Quando, empenhadamente, estudamos História de Portugal avantaja-se-nos o sentimento da incultura que enforma o País como causa primeira – e avassaladora – dos ingentes males que a Grei padece.
Como sempre acontece, saliento que não se trata de aduzir uma lamúria, de qualquer tipo de lamúria, antes de que nenhum progresso é possível sem nos conhecermos enquanto entidade colectiva. Mais. Afirmo sempre – ademais com crescente convicção – que a Abundância não tem limites, ou seja, que depende apenas de nós, da nossa dignidade e esforço.
Aliás, o génio de Smith já o afirmara: a prosperidade é um efeito da identidade intrínseca do homem, não do dinheiro que lhe venha de transacções com o exterior (mercantilismo), do território que se possui (fisiocracia) ou da expansão além-mar (que pode ser colonialismo). Sobre isto um extenso discurso se propiciaria – mas não há espaço.
Claro que o conhecimento da identidade colectiva não é possível sem o conhecimento de nós próprios – e o conhecimento de nós próprios não é possível sem o tal empenho, dedicação, amor. Melhor. O conhecimento exige que nos sintamos elemento da colectividade. Mas elemento solidário, portanto activo, participante, qualificado.
Se o Passado é, ipso facto, obrigatório, a apurada atenção ao Presente e o vislumbre do Porvir são igualmente um postulado.
O que se nos depara, desde o início do século XIX, é uma debilidade profunda ao nível do agir – salvo com Salazar.
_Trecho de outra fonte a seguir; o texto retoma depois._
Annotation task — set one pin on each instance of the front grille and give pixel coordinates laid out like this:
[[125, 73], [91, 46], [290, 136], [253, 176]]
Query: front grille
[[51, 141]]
Mas Salazar estava demasiado traumatizado com o miserando “espectáculo” republicano, demasiado carregado de um catolicismo a-terreno, ademais de receoso de uma tão catastrófica experiência como o regime soviético. Assim, seguir com os seus propósitos era mais importante que o respeito pela pessoa. Mais. Em contra-reacção suscitou admiradores da França e admiradores do “Sol da Terra”. Salvo excepções, a Igreja pôs-se ao seu lado. Débil ou errado agir, visto que débil cultura.
(O lastimoso estado da URSS não deve, desde logo, ser interpretado com o que se revelou a partir de Gorbatchev – antes, isso sim, com os milhões de mortos às mãos de Estaline. E que a “decadência francesa” seja hoje um tópico debatido, isso só pode surpreender os de um certo ângulo, ou seja, aqueles que alguma vez puderam acreditar que os principios revolucionários de 1789 eram-em-si suficientes quanto bastasse.
De outro modo: o profundo respeito pela hierarquia e pelo passado, tão próprio da cultura e postura britânicas, e o “In God we trust” (“Confiamos em Deus”), que os americanos – eloquentemente – imprimem nas suas notas de banco, deviam, desde logo, avisar os que, em Portugal, têm pretensões de surgir como fautores de opinião. Por trás de tais posturas está o religioso, religioso que está igualmente por trás das mundividência e mundivivência alemãs).
Quando aqui afirmo o primado da religião não o equivalho a nenhum primado da confessionalidade. A religião, sim, lato sensu. A Ecologia, v.g., é, apenas, um dos seus epifenómenos – mesmo que crucial.
Ou os cidadãos portugueses começam a saber interpretar a realidade ou vamos continuar a enojar-nos com notícias como os malefícios dos pederastas, do aborto, miserandos programas de TV, uma comunidade que se ofende profundamente a si própria não se exprimindo capazmente na sua própria língua – nem oralmente nem por escrito –, profundamente carente de sentido cívico, em suma, inapta para determinar o seu futuro. A emigração aí está a prová-lo.
Há que proclamar que o 25 de Abril falhou dramaticamente e que a Igreja – com intangível finura – tem que saber situar-se para se afirmar como vigoroso e prospectivo pilar. Outro tanto se espera dos fortes de consciência, tal como a prevenção contra uma certa historiografia é outro absoluto imperativo.
Guarda-12-XI-06
Por: J. A. Alves Ambrósio
P.S. – Por lapso, no meu último artigo, saiu 1474 para a batalha de Toro. Deveria ter saído 1476. As minhas desculpas.